Researchers this week again sounded “warning bells” over the threat of demographic collapse in Greece, with a gap between annual deaths and births widening.

The problem is more pronounced in municipal units in central and western Greece, along with eastern Macedonia and Thrace, in the north.

According to the new bulletin by the Institute of Demographic Research (IDR), over the 2020-22 period, the gap between deaths and births widened in the country, with 2010 being the landmark year when annual deaths outnumbered annual births.

During the 2020-22 period, the number of deaths reported in the country was 169,000, compared to only 113,000 births.

The authors of the specific paper quoted by the institute acknowledged that although the number of deaths during the pandemic increased significantly, the number of births is forecast to continue to drop in coming years.

The result will be that the gap between deaths and births will be around 55,000 every year on average, and in favor of the former, “something that is not going to change significantly,” according to the authors of the study, Vyron Kotzamanis and Vassilis Pappas.

According to the country’s statistics authority (EL.STAT) late last year, Greece’s resident population decreased by 0.5% in 2023 compared to the previous year, confirming the increasingly acute demographic crisis that has emerged over the past few decades.

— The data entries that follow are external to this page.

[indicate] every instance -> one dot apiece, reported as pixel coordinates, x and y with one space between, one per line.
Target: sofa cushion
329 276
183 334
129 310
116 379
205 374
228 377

EL.STAT recorded 10,413,982 residents in the country as of Jan. 1, 2023, down from 10,461,627 a year earlier. As with similar such figures, the number of women was higher than men, 5,323,391 to 5,090,591.

The “natural” population decrease is easily evident when looking at the number of live births versus deaths over the year, 75,921 compared to139,921 deaths on Greek territory. Conversely, net migration showed a positive balance of 16,355 individuals.

The 0-14 age group accounts for only 13.4% of the total population, whereas a whopping 63.7% of the population is between 15-64. Persons aged 65 and older comprise 22.9% to the population in Greece.